Responding to an Army-wide directive in February to involve more women in community affairs, Captain Michael Starz, the U.S. officer in charge of the Yusufiyah area, hit upon the idea of creating a female security force, an idea he thought could solve several problems at once. "It is a critical security issue that we find a way to have women searched at high-traffic areas," he says. "Secondly, this is an employment program. After years of war and sectarian violence, many of the women around here are widows and have no way of supporting themselves." Working with community groups in town, Starz's unit began recruiting both Shi'ite and Sunni women, paying them $8 per day. Unlike the Sons of Iraq, which is organized along tribal lines, the Daughters of Iraq is designed as a bipartisan group. Says Starz, "Everybody has gotten along perferctly harmoniously on all shifts so far."
About 70 women are now in the group. They go to class twice a week at the community center, where they are trained in searching procedures and weapons detection. Since beginning work a month ago, they have been working at meetings or major events once or twice a week. "The security situation is better than it was," says Kadija Abadi, a Daughters of Iraq member on duty today, "but it is not good yet. If I can help make it better, then of course, I will try to do that."

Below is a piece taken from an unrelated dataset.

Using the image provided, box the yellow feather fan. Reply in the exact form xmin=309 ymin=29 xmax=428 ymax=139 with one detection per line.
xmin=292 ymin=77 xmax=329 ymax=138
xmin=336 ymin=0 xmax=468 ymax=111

The Marines created a similar force, called the Sisters of Fallujah, in December, but the Army unit in Yusufiyah is hoping that this initiative takes hold throughout the country. That is a long way off, however. "There are not going to be women manning all the checkpoints along with the men any time soon," says First Lieutenant Joshua Snyder, who helps oversee the program. "Right now, we can only have them working when there is a significant coalition force presence nearby. Even women searching women can be controversial to some more conservative types."